Es ist die Zeit vor Weihnachten und Ostern, die in unserer westlich-abendländischen Tradition vom Innehalten, In-Sich-Gehen, In-Sich-Hineinhorchen geprägt ist; und so habe ich auch ich einmal mehr in mich hineingehorcht und bin auf ein Gebiet gestoßen, das aus meiner Sicht recht gut in die stille Zeit zwischen Palmsonntag und dem Osterfest passt.

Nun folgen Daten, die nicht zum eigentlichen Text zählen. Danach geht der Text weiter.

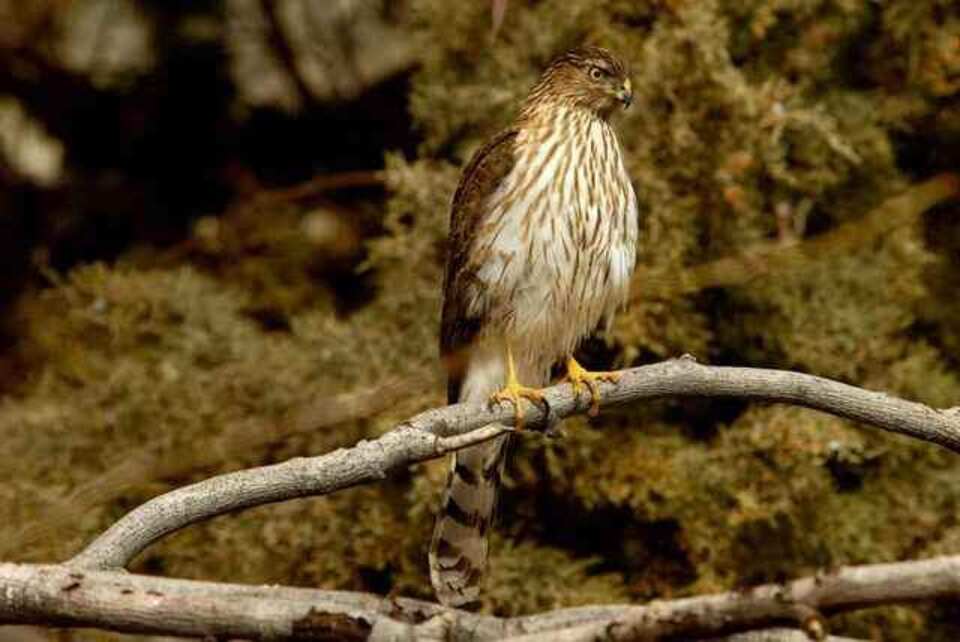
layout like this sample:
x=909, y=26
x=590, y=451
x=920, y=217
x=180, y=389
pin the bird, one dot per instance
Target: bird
x=541, y=249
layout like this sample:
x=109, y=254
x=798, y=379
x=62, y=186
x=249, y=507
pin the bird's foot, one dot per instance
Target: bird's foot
x=580, y=376
x=514, y=392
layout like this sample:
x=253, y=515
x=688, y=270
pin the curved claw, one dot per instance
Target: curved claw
x=514, y=392
x=580, y=376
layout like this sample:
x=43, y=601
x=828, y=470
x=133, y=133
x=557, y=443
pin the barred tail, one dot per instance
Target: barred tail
x=458, y=552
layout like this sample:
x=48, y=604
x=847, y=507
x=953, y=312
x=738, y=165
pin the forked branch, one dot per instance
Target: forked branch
x=91, y=590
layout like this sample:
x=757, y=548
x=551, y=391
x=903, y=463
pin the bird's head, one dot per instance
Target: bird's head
x=588, y=77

Wenn ich auf Youtube surfe, bin ich meist auf der Suche nach einem mir noch nicht vertrauten musikalischen Genre und/oder bemerkenswerten Musikerinnen und Musikern. Gezielt und bewusst verläuft diese Suche nicht; eher ist es so, dass ich auf etwas stoße, bei dem ich aufhorche. Bei einem meiner Streifzüge stieß ich auf eine Sängerin namens Eva Cassidy, von der ich bislang noch nie gehört hatte. Ihr Name hing mit weltbekannten Songs zusammen, die sie coverte.

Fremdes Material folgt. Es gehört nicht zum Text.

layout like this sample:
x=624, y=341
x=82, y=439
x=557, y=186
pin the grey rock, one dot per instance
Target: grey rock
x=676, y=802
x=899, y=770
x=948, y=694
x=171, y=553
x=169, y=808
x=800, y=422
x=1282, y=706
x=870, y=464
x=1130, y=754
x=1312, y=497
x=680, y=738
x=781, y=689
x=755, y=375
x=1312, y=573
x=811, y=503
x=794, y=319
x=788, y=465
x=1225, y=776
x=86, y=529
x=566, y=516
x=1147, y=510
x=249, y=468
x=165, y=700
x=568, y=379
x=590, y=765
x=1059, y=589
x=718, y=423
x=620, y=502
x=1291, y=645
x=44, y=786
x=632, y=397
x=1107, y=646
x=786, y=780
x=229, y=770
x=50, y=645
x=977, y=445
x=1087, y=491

Nun habe ich mit Coverversionen ein Problem, wenn ich den Song im Original kenne und er mir gut genug gefällt; in solch einem Fall lasse ich mir den vertrauten Song ungern von jemand anderem "verwässern". Denn es gibt nicht selten Coverversionen, die in die Hose gehen, weil ein Interpret die Aussage und Inhalte eines Songs kilometerweit verfehlt, oder weil ein Song mit einer bestimmten Stimme schier unzertrennlich verwachsen ist. 
Sicher gibt es in der Musikgeschichte Songs, die so "unkaputtbar" sind, dass keine Stimme ihn ruinieren kann, und zuweilen geschieht es auch, dass die Qualität des Covers das Original übertrifft; aber Letzteres ist eher die Ausnahme als die Regel.

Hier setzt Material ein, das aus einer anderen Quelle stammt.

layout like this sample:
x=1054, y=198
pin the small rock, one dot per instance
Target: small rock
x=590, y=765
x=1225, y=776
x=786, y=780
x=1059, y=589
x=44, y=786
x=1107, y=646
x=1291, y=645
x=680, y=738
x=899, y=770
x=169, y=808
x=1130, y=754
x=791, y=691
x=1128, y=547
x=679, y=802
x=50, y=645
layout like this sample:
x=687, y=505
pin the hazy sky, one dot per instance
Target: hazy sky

Die Lieder Autumn Leaves und Nightbird allerdings kannte ich überhaupt noch nicht. Eher halbherzig als bewusst klickte ich Autumn Leaves an - und nach den ersten paar Takten wuchsen mir beim Zuhören Blumenkohlohren. 

Ein paar Worte zum Verständnis: Autumn Leaves bedeutet übersetzt "Herbstlaub". Der Song handelt von der sehnsuchtsvollen Erinnerung an glückliche und erfüllte Tage im Sommer mit einem Menschen, der jetzt, im Herbst, weit fort ist; und dass man die oder den Entschwundenen am meisten vermisst, wenn das Herbstlaub zu fallen beginnt und sich das Nahen des Winters bereits ankündigt.

Was macht Eva Cassidy aus diesem Song, und wie macht sie es? Ich will versuchen, es zu vermitteln, was schwierig ist, weil Klänge und Klangschattierungen mit Buchstaben nur schwer zum Leben zu erwecken sind. Man muss ihre Stimme gehört haben, um nachvollziehen zu können, was ich mit Worten zum Ausdruck bringen will.

Dass eine Sopranstimme hell, klar und lupenrein klingt, ist noch nichts Außergewöhnliches; allerdings geschieht es nicht selten, dass sie in den oberen Registern und Tonbereichen einen schrillen oder harten Klang annimmt. Doch der Sopran von Eva Cassidy bleibt selbst in den höchsten Lagen so weich, geschmeidig und warm wie Honig, der im Sonnenlicht leuchtet und aus dem Glas fließt. 
Hinzu kommt, dass ihre Stimme den Entwicklungen innerhalb eines Songs und dem Inhalt von Worten und Sätzen bis in die kleinsten Nuancen nachspürt und sie hervorhebt, ohne dass der Fluss ihrer Stimme ins Stocken gerät oder im Song Brüche entstehen. 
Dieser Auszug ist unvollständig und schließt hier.